Normally you would want to delete this right away, so that it does not
use up all of your disk space. However, in this case you will leave
it because you are going to use it for debugging in the next section.
A segmentation violation generally means that the program tried to access
something that isn't there. In this case we deliberately created a
common problem - a new histogram is put into the code, declared in the
header, filled in the event() function of the implementation file, but
we haven't actually instantiated it - that is, you have to make the
histogram before you can fill it.
However, in most cases you do not put in an error deliberately,
and have made many small changes to code before checking it. So
the message "segmentation fault" isn't particularly useful
for determining which of these small changes is the source of the error.
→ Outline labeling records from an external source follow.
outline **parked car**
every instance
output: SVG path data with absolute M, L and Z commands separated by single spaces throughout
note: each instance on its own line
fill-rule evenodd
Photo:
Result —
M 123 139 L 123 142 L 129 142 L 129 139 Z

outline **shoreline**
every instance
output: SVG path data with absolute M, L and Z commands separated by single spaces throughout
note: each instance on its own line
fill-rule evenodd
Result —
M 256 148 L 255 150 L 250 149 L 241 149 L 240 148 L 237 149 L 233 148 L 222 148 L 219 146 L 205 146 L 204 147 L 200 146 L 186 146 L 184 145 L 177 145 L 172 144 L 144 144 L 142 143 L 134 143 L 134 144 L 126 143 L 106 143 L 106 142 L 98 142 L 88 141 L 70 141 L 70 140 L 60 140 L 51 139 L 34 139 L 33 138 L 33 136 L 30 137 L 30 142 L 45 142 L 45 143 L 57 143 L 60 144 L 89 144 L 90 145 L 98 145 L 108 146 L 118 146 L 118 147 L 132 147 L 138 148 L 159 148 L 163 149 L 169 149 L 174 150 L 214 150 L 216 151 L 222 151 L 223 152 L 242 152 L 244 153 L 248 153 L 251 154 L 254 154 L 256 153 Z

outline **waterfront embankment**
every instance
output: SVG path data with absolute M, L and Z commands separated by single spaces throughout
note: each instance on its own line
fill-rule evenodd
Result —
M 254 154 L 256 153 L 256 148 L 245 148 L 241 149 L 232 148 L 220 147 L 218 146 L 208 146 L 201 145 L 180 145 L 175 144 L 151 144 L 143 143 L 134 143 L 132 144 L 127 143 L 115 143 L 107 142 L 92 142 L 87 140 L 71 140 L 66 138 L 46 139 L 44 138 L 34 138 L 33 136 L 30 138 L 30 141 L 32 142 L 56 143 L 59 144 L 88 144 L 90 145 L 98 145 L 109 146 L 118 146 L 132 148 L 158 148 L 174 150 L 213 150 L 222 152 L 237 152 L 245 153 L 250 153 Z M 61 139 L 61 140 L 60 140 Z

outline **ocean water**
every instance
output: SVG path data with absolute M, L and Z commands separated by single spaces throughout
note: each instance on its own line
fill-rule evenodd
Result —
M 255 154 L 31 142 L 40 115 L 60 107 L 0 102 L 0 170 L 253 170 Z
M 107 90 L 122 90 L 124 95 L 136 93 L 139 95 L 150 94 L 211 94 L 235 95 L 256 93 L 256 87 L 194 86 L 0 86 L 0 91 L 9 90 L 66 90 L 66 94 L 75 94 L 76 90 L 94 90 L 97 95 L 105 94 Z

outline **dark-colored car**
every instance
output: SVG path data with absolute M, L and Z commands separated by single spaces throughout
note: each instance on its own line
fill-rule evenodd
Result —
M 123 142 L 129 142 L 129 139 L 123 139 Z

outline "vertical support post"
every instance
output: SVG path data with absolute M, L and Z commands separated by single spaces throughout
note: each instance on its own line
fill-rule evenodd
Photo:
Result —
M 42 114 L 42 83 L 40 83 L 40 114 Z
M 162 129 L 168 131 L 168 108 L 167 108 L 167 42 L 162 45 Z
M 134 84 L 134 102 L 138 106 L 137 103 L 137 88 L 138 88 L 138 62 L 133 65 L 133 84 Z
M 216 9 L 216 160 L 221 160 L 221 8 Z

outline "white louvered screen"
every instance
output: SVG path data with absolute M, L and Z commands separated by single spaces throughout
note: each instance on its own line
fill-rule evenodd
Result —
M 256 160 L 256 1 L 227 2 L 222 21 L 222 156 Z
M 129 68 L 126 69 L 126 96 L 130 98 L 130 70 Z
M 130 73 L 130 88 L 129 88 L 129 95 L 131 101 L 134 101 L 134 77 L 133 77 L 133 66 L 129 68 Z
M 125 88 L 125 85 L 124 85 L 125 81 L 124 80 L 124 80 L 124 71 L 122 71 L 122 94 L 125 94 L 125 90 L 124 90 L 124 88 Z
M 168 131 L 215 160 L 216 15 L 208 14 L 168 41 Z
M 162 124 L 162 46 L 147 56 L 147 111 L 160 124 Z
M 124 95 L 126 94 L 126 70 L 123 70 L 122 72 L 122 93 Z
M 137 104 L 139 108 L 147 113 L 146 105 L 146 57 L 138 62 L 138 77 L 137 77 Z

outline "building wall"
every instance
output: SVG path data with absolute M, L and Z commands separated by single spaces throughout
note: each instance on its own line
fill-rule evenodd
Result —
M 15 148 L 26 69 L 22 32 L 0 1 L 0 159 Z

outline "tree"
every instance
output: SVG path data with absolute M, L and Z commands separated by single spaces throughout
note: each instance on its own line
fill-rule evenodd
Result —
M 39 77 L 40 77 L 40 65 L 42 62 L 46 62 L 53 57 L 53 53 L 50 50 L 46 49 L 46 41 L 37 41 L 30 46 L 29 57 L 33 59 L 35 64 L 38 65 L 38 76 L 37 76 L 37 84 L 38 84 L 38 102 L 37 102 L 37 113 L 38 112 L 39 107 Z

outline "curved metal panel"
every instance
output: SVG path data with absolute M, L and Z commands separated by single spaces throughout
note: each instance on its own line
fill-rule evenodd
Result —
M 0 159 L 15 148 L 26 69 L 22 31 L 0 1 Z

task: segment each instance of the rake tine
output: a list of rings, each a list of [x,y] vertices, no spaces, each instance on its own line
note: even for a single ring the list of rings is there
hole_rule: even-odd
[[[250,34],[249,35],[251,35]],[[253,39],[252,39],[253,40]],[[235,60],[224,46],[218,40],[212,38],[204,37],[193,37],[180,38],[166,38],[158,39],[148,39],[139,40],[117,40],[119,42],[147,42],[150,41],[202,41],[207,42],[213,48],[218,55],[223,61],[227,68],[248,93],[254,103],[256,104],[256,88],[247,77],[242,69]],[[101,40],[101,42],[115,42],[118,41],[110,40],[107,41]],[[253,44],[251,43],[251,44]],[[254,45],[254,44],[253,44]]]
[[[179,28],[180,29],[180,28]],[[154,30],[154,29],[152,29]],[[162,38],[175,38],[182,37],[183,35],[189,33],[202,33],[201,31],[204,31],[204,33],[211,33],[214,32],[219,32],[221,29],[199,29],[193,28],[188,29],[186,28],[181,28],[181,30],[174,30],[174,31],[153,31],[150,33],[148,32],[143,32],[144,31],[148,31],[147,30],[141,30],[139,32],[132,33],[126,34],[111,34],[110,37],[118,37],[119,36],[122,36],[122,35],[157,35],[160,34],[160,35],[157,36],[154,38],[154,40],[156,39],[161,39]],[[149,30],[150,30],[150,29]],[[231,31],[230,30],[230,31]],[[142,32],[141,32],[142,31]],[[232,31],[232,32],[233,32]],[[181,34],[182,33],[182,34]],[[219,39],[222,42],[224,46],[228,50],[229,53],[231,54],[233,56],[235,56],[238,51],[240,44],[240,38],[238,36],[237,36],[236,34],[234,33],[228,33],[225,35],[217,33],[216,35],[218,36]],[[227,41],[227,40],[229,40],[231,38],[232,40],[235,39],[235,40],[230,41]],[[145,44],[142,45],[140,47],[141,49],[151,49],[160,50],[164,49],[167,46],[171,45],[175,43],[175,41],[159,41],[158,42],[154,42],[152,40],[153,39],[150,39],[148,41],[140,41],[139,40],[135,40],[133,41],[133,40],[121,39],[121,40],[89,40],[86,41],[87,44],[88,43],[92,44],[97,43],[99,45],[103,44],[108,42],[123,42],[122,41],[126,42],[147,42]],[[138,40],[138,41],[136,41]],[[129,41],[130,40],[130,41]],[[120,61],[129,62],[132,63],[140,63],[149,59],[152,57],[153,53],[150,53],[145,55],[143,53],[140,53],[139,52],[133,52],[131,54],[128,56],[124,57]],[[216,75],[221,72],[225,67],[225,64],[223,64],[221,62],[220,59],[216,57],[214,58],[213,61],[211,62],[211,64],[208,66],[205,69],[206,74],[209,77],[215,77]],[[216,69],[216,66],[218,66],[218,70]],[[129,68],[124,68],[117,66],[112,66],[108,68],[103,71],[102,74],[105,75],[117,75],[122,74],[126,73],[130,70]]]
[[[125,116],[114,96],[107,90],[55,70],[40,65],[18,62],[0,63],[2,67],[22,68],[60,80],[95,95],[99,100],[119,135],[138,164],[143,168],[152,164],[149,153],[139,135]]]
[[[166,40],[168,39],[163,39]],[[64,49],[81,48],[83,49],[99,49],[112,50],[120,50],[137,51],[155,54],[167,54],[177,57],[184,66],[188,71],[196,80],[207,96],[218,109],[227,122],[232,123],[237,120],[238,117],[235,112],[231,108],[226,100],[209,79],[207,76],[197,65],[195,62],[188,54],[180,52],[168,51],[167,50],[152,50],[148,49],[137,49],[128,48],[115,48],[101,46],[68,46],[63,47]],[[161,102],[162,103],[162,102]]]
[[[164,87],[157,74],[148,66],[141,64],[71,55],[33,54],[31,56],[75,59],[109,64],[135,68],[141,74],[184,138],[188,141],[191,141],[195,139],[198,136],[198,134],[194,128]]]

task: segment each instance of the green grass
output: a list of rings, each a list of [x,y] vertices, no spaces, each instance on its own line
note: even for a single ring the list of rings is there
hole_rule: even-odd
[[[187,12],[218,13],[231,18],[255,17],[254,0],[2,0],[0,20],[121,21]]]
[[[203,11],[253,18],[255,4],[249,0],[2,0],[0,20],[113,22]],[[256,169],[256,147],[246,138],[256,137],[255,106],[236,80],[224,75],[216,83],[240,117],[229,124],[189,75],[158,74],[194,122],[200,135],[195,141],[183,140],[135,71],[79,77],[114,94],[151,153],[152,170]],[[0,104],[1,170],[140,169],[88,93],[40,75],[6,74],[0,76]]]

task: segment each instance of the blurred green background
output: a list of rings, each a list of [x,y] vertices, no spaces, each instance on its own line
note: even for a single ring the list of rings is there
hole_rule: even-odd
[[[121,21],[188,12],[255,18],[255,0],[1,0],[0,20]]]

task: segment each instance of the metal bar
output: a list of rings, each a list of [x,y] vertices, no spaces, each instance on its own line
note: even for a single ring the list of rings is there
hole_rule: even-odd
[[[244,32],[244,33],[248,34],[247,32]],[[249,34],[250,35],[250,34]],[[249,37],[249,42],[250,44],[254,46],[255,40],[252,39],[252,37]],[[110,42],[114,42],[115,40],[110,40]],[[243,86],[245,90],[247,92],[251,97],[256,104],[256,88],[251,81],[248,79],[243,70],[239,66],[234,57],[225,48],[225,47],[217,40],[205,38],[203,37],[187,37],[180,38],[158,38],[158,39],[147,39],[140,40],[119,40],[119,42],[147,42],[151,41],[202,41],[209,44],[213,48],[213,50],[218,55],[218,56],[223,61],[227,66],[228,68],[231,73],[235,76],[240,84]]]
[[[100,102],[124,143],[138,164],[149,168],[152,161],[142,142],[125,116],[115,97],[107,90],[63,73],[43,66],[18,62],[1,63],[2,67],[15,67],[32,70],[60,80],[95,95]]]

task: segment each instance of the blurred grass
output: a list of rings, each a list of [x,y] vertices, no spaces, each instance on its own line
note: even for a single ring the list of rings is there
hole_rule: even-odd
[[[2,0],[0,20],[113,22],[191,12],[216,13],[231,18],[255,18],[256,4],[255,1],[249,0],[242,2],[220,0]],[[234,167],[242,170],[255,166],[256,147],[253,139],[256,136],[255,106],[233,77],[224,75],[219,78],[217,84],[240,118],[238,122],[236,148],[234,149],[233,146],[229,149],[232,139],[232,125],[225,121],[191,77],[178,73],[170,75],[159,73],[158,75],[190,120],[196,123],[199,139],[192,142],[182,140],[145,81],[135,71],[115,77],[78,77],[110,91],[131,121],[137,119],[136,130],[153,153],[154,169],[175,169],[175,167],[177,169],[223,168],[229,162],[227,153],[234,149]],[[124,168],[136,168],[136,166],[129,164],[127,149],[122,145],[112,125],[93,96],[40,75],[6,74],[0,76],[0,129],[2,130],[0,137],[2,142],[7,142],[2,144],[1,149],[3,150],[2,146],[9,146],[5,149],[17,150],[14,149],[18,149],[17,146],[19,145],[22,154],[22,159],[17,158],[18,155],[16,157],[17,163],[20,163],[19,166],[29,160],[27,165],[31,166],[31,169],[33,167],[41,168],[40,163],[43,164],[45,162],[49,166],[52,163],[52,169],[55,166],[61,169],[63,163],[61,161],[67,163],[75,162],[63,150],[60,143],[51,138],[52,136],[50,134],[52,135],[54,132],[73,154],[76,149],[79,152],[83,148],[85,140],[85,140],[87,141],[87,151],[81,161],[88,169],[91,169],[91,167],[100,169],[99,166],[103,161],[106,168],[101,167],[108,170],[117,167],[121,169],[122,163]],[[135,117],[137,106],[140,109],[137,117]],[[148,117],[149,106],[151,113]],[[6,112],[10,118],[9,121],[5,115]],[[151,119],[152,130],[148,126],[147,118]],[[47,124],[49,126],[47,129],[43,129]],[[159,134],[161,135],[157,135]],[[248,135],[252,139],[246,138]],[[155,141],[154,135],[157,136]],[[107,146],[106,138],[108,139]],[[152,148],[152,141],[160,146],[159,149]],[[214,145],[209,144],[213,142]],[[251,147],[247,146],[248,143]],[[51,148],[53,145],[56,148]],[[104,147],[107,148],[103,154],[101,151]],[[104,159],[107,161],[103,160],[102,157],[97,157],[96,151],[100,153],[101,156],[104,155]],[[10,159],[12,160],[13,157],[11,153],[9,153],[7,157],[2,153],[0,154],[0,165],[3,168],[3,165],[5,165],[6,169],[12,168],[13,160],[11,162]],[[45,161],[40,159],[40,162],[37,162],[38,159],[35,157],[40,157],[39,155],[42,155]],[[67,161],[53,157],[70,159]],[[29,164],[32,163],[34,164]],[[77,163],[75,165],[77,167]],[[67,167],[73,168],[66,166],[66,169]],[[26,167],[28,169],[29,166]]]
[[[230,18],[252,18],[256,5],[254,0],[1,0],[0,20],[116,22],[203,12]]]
Therefore, we rerun the executable with debugger gdb to find
out exactly where it crashes (note that $BFARCH is set up for us when we
type srtpath at the start of a session):
workdir> gdb bin/$BFARCH/BetaMiniApp
> run snippet.tcl
These first two lines run gdb on the job "BetaMiniApp snippet.tcl".
At the framework prompt, input your collection as usual:
> mod talk KanEventInput
KanEventInput> input add /store/SP/R14/001237/200309/14.3.1c/SP_001237_000533
KanEventInput> exit
> ev beg -nev 10
Again we get a crash, but this time with a helpful pointer to where it
went wrong with the output:
Program received signal SIGSEGV, Segmentation fault.
[Switching to Thread -1218624864 (LWP 17178)]
0x08094710 in PExample::event (this=0x11545ac8, anEvent=0x12c369a0)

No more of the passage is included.